Sabtu 23 May 2020 17:11 WIB
Komunis

100 Tahun PKI: Meletusnya Pemberontakan Kaoem Merah 1926

Meletusnya Pemberontakan Kaoem Merah 1926

Asisten residen mengunjungi kantor pos yang dirusak saat pemberontakan di Batavia.
Foto:

12 November 1926, menjelang pemberontakan, di Desa Bama, digelar pertemuan yang dihadiri massa dan dipimpin oleh Kiyai Moekri dan Kiyai Ilyas. Pertemuan itu juga dilakukan ‘Sembahyang Perang.’ Kain putih dilaporkan banyak terjual. Banyak orang berpuasa. Di Desa Pasirlama, dekat Caringin, di hadapan 700 orang, Haji Moestapha memberikan penjelasan untuk menyerang aissten wedana Cening. Sementara di Pandeglang dan Serang massa juga berkumpul.

 

Tengah malam pemberontakan dimulai. Di Labuan, Asisten Wedana, Mas Wiriadikoesoemah dan keluargaya ditangkap. Seorang polisi yang menjaga tewas dan dua lainnya terluka. Sebagian dari kelompok massa ini kemudian menyasar jalanan Labuan mencari polisi. Tiga orang polisi tewas, sedangkan Mas Mohammed Dahlan, seorang pegawai yang menjadi informan polisi terluka serius. Di Menes, pemberontakan melibatkan 300-400 orang. Wedana Raden Partadinata dan pengawas rel lokal, Benjamin dibunuh. Benjamin dibunuh kemudian dimutilasi. Di Desa Cening, dianara Menes dan Labuan, seorang polisi dan Wedana ditembak dan terluka. Namun pemberontakan di Labuan ini menemui kegagalan ketika mereka terlambat memutuskan sambungan telepon. otoritas di Batavia kemudian mengirimkan 100 tentara dipimpin Kapten Becking dan menuju Banten. Pasukan ini kemudian berhasil membebaskan Asisten Wedana, Mas Wiriadikoesoemah.

 

Gambar 2.3 Salah satu pemberitaan di Haagsche Courant tentang pemberontakan di Banten.
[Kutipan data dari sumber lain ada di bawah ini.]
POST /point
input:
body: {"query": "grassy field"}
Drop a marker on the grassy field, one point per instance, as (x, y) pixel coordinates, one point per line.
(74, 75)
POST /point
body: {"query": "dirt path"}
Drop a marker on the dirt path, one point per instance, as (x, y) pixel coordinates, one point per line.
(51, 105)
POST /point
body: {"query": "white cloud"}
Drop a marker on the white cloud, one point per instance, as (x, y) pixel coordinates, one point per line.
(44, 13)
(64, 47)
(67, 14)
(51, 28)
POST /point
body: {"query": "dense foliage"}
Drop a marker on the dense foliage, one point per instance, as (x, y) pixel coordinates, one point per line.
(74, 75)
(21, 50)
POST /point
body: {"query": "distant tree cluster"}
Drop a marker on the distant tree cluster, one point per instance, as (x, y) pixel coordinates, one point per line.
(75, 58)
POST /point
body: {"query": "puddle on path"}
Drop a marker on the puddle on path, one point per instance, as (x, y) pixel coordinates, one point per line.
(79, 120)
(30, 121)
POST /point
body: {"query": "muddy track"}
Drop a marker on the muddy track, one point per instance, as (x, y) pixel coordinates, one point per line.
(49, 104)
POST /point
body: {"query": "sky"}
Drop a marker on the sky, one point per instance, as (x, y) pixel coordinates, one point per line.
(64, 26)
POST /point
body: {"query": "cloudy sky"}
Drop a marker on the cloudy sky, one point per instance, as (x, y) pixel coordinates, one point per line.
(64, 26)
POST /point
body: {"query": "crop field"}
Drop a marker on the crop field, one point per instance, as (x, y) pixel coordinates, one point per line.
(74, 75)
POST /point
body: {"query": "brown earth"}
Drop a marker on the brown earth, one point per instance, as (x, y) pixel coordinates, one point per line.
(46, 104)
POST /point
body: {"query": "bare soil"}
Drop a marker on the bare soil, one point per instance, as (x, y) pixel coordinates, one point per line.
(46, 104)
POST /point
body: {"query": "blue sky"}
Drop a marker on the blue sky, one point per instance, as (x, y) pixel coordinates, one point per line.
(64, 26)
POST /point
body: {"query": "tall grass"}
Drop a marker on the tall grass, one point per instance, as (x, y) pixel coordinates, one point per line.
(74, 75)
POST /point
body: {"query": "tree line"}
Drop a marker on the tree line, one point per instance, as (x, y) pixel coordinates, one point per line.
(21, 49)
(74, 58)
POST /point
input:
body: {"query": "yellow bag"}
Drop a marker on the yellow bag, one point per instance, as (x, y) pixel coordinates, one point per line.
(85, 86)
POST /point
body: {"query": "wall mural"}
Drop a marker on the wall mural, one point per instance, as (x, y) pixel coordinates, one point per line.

Sumber foto Haagsche Courant, 20 November 1926
Gambar 2.3 Salah satu pemberitaan di Haagsche Courant tentang pemberontakan di Banten. Sumber foto Haagsche Courant, 20 November 1926

 

Gerakan pemberontakan kemudian berpusat di Desa Bama, pinggir Labuan. 14 November, ratusan orang berkumpul dpimpin oleh Kiyai Moekri. Ia menyerukan untuk menyerang orang Belanda di Labuan. Upaya Kiyai Moekri yang mengajak Tubagus Emed terbentur penolakan Kiyai Asnawi, yang tak lain ayah dari Tubagus Emed. Meski begitu mereka tetap menyerang ke Labuan. Upaya siang hari gagal karena dihadang patroli. Malamnya, upaya menyerang kembali gagal disertai kematian beberapa pemimpin mereka. Gelombang bantuan dari pusat pemerintahan kolonial menumpas sisa gerakan tersebut.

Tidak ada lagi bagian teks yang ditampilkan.